WordCount sample application for IBM Streams Runner for Apache Beam

Edit me

You can use IBM® Streams Runner for Apache Beam to run the Apache Beam 2.4 Java™ SDK Quickstart WordCount sample application.

Before you start

Before you run the WordCount sample application, you must configure and run the following services on IBM Cloud (formerly IBM Bluemix):

In addition, you must set up your Java Development Kit (JDK) and Maven environment. For more information, see Set up your Development Environment.

Important: If you want to compile your application on IBM Cloud, you must unset the STREAMS_INSTALL variable before you submit the application to the Streaming Analytics service.

Running the WordCount sample

  1. Get and compile the WordCount sample application for Apache Beam 2.4.
    Important: The -DarchetypeVersion variable must be set to 2.4.0, as shown in the following command.
  mvn archetype:generate \
            -DarchetypeGroupId=org.apache.beam \
            -DarchetypeArtifactId=beam-sdks-java-maven-archetypes-examples \
            -DarchetypeVersion=2.4.0 \
            -DgroupId=org.example \
            -DartifactId=word-count-beam \
            -Dversion="0.1" \
            -Dpackage=org.apache.beam.examples \
            -DinteractiveMode=false
  cd word-count-beam
  mvn package
  1. Choose one of the following options to run the WordCount sample application. For more information about the streams:// and swift:// storage options, see Input/output options for IBM Streams Runner for Apache Beam.

    • The following command uses streams:// to provide the input, and writes the output to object storage.

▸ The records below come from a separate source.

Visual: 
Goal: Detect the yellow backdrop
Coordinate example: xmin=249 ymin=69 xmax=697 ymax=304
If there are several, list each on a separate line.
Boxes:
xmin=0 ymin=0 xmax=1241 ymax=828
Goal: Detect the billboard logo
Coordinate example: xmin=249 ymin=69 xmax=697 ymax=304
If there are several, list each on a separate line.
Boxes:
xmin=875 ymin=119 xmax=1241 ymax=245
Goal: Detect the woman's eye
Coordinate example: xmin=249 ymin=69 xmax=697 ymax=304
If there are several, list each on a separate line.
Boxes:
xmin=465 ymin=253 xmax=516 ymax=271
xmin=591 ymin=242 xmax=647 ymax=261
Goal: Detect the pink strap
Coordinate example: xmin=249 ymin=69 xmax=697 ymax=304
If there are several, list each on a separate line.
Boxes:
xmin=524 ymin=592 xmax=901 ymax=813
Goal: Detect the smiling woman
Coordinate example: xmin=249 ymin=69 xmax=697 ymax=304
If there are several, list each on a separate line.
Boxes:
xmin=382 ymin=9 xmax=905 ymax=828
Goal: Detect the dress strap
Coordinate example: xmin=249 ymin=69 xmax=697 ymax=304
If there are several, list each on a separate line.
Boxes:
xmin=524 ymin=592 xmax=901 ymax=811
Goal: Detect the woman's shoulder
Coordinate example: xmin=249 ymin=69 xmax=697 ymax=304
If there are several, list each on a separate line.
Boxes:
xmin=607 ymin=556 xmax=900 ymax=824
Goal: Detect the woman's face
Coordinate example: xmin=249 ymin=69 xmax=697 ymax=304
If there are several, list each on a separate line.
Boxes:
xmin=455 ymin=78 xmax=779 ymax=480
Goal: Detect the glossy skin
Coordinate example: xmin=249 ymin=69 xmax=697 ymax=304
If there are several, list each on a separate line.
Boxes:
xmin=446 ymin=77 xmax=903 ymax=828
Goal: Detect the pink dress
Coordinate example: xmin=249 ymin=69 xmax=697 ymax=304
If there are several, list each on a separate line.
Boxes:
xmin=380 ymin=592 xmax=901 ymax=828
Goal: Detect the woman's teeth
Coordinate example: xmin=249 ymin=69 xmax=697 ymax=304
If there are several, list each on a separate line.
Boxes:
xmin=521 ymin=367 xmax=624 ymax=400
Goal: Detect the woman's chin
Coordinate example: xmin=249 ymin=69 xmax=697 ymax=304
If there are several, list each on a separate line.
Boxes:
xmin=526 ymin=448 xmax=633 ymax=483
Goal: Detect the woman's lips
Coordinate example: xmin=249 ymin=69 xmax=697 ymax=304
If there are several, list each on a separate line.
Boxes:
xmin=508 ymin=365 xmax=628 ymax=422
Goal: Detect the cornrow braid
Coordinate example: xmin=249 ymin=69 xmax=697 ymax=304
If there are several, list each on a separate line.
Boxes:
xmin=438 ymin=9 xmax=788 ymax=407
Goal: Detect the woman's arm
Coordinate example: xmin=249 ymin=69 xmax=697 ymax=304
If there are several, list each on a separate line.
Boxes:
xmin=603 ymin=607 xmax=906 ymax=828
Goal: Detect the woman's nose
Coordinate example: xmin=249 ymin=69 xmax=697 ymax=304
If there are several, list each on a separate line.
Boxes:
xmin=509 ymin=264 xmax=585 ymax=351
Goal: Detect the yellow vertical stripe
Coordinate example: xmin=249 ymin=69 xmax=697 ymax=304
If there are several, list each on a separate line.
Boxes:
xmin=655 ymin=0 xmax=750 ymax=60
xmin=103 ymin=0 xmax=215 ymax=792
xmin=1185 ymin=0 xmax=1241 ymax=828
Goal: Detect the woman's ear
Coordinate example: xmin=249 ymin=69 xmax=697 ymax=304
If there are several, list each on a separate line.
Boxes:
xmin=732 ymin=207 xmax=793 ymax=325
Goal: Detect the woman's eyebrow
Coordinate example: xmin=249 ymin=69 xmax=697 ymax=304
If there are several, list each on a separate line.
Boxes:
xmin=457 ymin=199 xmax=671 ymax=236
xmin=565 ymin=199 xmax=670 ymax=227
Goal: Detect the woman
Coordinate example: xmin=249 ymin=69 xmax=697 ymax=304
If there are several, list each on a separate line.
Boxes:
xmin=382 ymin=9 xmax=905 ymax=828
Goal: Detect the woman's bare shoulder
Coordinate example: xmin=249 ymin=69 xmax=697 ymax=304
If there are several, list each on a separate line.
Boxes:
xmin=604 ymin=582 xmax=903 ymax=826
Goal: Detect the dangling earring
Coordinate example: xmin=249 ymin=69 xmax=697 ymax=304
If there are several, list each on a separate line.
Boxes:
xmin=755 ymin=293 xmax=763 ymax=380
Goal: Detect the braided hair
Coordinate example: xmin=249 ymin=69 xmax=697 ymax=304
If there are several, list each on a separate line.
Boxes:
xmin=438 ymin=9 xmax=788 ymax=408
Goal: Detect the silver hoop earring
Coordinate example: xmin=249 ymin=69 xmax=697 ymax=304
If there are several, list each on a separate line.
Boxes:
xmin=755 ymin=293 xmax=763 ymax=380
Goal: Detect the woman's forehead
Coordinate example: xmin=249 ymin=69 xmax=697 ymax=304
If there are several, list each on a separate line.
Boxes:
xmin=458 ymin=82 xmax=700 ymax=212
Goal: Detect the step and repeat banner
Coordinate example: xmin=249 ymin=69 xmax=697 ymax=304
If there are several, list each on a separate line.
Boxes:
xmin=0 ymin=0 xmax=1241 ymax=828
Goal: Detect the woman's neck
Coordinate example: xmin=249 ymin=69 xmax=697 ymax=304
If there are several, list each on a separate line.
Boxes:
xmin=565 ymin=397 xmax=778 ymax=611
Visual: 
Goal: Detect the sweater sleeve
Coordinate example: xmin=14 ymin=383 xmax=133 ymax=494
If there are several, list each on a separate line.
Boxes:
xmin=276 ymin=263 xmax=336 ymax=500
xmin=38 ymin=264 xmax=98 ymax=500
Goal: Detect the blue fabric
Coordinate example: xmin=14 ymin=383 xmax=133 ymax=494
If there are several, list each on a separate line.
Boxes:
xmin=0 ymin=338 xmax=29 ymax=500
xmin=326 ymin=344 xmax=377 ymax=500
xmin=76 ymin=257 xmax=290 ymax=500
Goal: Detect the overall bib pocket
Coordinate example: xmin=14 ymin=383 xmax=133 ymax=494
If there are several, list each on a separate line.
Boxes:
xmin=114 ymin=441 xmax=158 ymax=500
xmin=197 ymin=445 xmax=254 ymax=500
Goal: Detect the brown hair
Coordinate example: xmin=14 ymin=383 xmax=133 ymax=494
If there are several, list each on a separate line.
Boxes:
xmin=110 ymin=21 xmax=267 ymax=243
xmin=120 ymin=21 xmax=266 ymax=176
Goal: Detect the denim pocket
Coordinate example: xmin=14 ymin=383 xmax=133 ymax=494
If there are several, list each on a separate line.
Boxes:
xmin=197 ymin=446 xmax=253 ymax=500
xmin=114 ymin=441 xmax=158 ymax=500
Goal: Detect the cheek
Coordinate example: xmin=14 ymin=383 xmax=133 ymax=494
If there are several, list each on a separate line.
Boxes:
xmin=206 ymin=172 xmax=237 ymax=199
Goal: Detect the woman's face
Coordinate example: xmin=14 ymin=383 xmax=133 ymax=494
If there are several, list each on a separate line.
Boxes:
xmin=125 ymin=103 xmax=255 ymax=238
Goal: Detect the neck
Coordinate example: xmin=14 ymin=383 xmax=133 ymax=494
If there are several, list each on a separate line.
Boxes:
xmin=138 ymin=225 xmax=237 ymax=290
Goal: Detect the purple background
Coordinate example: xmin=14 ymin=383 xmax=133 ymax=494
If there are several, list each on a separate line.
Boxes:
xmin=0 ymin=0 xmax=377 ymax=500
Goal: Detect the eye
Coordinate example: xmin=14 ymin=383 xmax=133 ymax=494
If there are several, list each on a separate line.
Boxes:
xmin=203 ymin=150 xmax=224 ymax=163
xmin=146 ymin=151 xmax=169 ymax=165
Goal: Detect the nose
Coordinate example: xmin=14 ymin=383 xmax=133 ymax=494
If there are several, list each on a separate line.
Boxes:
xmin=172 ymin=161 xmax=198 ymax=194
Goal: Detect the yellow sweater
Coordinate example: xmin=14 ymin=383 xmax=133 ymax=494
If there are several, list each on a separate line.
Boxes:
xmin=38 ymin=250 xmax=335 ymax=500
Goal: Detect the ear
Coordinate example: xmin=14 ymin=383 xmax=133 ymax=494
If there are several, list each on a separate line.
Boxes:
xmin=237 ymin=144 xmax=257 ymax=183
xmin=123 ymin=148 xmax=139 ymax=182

      java -cp $STREAMS_BEAM_TOOLKIT/lib/com.ibm.streams.beam.translation.jar:target/original-word-count-beam-0.1.jar \
      org.apache.beam.examples.WordCount \
          --filesToStage="{\"./pom.xml\":\"pom.xml\"}" \
          --inputFile=streams://pom.xml \
          --output=swift://beam-container/quickstart.out- \
          --runner=StreamsRunner \
          --jarsToStage=target/original-word-count-beam-0.1.jar:$STREAMS_BEAM_TOOLKIT/lib/com.ibm.streams.beam.sdk.jar \
          --contextType=STREAMING_ANALYTICS_SERVICE \
          --vcapServices=/path/to/vcap/file \
          --serviceName=yourSasName
      
    • The following command uses object storage to host both input and output files. Make sure that the pom.xml input file is uploaded to the beam-container container before you submit the application. For more information about adding a file to the container, see Getting started with Object Storage.

      java -cp $STREAMS_BEAM_TOOLKIT/lib/com.ibm.streams.beam.translation.jar:target/original-word-count-beam-0.1.jar \
      org.apache.beam.examples.WordCount \
          --inputFile=swift://beam-container/pom.xml \
          --output=swift://beam-container/quickstart.out- \
          --runner=StreamsRunner \
          --jarsToStage=target/original-word-count-beam-0.1.jar:$STREAMS_BEAM_TOOLKIT/lib/com.ibm.streams.beam.sdk.jar \
          --contextType=STREAMING_ANALYTICS_SERVICE \
          --vcapServices=/path/to/vcap/file \
          --serviceName=yourSasName
      
  2. Inspect the results.
    After the pipeline completes, you can download the output through the Object Storage OpenStack Swift for Bluemix web management page or by using the Swift CLI client. Each output file contains up to 50,000 lines. If the output goes beyond that limit, multiple output files are created.

     swift download beam-container -p quickstart.out -D swift-output
     cat swift-output/*
    

Remember: The job continues to run on the Streaming Analytics service to allow for inspection by the Streams Console. When you are done with the tutorial, make sure to use the Streams Console to cancel any jobs you started.